Cuando uno piensa que no puede esperar más del paisaje, al caer el sol, sale
de pronto una enorme luna llena que crea un espectáculo aparte. La noche calma,
bajo un silencio sobrecogedor, refleja sus sugerentes perfiles en las diáfanas
aguas. El frío arrecia, pero conforme la luna asciende, el espectáculo mejora
y las sombras muestran distintos movimientos de una sonata de Beethoven. Ya
flirteando con la hipotermia, entré a la carpa sin dejar de percibir el intenso
magnetismo del lugar. (Ya sé cual es el lugar ideal para acampar con la
enamorada).
Espectáculo de color
Luego del desayuno de rigor, continué por la margen derecha bordeando la
laguna. El espectáculo de color se repetía por doquier. La ruta cruza un
pequeño bosque de queñuales y asciende directamente en dirección al nevado
para alcanzar, en una hora, la segunda laguna (más pequeña, y de un color
esmeralda más homogéneo y de aguas menos transparentes).
Desde allí se puede ver las rutas a la cima con todo detalle, su gran
dificultad técnica y por qué ningún guía te quiere llevar allí.

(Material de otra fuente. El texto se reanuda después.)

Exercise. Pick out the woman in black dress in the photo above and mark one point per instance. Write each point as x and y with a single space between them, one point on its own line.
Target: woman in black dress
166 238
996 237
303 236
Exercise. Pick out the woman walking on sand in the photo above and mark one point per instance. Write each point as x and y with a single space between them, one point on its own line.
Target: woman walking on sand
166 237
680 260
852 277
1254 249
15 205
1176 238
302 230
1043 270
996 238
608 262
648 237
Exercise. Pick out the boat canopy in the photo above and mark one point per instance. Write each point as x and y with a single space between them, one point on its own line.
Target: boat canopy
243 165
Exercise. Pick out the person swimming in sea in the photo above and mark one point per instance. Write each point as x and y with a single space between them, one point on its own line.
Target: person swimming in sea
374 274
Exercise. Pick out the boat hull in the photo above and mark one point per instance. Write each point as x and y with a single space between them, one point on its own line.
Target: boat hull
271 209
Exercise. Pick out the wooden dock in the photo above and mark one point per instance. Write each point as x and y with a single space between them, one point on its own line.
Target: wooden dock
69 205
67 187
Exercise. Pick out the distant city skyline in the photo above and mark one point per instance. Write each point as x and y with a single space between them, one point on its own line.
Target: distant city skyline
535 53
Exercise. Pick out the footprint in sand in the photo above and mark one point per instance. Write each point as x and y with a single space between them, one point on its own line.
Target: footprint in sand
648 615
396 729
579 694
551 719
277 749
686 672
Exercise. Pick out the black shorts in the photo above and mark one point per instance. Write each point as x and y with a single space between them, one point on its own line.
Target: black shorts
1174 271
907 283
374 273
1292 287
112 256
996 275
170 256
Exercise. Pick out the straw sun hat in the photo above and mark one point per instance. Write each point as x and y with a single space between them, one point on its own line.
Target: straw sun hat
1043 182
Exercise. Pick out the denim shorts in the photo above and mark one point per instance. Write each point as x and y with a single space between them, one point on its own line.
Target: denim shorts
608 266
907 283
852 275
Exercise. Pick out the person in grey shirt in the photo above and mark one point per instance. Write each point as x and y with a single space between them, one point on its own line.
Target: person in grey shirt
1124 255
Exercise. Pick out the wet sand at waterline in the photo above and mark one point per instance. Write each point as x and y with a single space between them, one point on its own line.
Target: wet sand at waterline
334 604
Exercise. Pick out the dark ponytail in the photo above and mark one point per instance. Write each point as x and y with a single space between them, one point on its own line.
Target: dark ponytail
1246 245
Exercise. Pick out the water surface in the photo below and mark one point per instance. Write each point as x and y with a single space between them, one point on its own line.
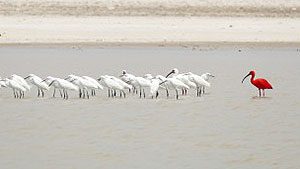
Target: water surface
229 127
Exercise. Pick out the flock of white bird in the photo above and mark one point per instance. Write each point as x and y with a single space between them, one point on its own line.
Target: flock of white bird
126 83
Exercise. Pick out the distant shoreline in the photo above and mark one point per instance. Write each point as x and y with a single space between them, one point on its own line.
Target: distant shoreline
191 45
213 8
148 31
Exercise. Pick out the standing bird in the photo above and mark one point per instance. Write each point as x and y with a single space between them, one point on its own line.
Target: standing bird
39 83
260 83
15 86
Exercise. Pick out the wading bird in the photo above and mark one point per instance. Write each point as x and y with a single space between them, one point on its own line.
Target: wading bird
39 83
15 86
260 83
65 86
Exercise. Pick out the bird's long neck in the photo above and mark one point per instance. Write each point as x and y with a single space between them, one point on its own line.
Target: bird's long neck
252 78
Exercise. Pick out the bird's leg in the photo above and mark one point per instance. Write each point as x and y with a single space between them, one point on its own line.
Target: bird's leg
14 92
167 91
54 92
61 95
64 94
83 93
80 93
124 94
176 94
200 91
20 96
115 93
67 95
87 94
140 92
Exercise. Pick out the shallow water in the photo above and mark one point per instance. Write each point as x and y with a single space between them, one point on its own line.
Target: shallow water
229 127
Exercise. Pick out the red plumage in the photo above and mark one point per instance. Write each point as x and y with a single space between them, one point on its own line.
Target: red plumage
260 83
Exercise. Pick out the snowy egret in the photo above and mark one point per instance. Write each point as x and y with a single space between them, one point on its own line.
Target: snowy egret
38 82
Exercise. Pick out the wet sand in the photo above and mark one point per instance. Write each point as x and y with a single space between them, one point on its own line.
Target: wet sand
167 31
227 128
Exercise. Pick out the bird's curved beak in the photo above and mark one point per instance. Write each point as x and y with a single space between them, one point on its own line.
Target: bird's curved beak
170 73
162 82
245 77
51 83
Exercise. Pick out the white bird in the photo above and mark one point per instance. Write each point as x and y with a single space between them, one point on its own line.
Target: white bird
2 83
129 78
154 87
183 78
95 82
38 82
48 80
112 86
200 82
121 82
83 85
16 87
176 84
65 86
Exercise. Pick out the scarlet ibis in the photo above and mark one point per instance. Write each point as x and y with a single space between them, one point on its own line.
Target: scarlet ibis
260 83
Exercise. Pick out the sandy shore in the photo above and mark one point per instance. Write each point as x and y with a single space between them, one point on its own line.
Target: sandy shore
257 8
147 30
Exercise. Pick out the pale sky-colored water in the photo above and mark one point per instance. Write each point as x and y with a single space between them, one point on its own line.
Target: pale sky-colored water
227 128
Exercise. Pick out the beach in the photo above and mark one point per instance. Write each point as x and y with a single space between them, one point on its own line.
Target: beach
229 127
154 23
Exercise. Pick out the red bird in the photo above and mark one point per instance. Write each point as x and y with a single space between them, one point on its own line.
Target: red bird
260 83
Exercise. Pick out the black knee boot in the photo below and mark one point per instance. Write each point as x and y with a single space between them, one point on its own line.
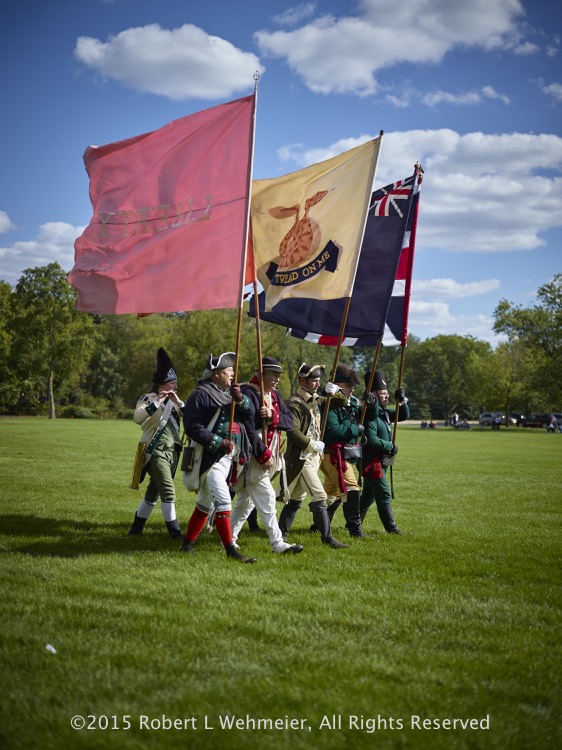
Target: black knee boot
287 516
352 514
137 526
322 523
174 529
387 518
253 520
332 509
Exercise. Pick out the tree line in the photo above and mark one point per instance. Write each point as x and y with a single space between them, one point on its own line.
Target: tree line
57 361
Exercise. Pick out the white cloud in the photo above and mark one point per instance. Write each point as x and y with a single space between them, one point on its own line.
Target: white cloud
295 15
481 193
5 224
178 63
344 54
554 90
468 97
441 289
428 319
54 243
526 48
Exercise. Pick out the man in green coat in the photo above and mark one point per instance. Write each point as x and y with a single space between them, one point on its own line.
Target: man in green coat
380 450
304 453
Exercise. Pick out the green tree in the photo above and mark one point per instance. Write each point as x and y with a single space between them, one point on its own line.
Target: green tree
10 386
51 341
539 328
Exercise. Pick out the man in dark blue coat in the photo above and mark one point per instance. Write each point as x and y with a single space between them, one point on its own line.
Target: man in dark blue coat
216 449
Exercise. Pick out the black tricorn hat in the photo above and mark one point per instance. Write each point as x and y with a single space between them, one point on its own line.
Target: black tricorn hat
270 363
345 374
379 382
311 371
165 371
224 360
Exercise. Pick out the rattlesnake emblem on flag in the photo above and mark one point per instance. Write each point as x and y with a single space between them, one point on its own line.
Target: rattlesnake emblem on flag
303 238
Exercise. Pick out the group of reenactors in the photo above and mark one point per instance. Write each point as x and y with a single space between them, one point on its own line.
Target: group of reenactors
248 448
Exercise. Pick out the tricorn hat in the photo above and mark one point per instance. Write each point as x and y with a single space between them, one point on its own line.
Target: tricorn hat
311 371
379 381
224 360
165 372
344 374
270 363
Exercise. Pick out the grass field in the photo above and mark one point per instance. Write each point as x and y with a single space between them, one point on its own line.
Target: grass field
458 619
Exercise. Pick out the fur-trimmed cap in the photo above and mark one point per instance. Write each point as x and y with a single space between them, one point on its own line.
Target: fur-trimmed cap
345 374
165 371
311 371
224 360
379 381
270 363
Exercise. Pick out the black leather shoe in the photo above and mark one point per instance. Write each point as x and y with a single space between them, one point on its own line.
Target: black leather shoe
232 552
294 549
334 544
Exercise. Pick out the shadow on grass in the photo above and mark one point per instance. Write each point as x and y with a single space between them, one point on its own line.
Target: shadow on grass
64 537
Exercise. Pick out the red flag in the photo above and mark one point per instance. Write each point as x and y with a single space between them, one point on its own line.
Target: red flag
170 216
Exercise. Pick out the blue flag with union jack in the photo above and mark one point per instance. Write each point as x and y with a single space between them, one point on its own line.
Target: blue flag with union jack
381 293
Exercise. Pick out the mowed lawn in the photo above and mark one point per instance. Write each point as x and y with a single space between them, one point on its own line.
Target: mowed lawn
446 637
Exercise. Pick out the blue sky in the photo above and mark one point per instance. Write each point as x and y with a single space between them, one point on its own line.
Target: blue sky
471 89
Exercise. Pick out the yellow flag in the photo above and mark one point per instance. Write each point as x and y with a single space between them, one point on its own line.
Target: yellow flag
307 226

Desde la base del glacial se puede ver Huaraz. Era momento de
"aterrizar" y tomar camino de regreso a Pitec, Llupa y Huaráz. Allí
previa cena, la visita obligada a Tambo.
Si gusta de la naturaleza y tiene la fuerza de voluntad (más que física)
como para afrontar la subida, no deje de visitar el lugar. Ninguna foto ni
relato podrá acercarse a la experiencia de llegar a la laguna, contemplar sus
matices y pasar una noche de luna. Las líneas anteriores no pretenden mostrarle
esa belleza, sólo sugerirle la experiencia.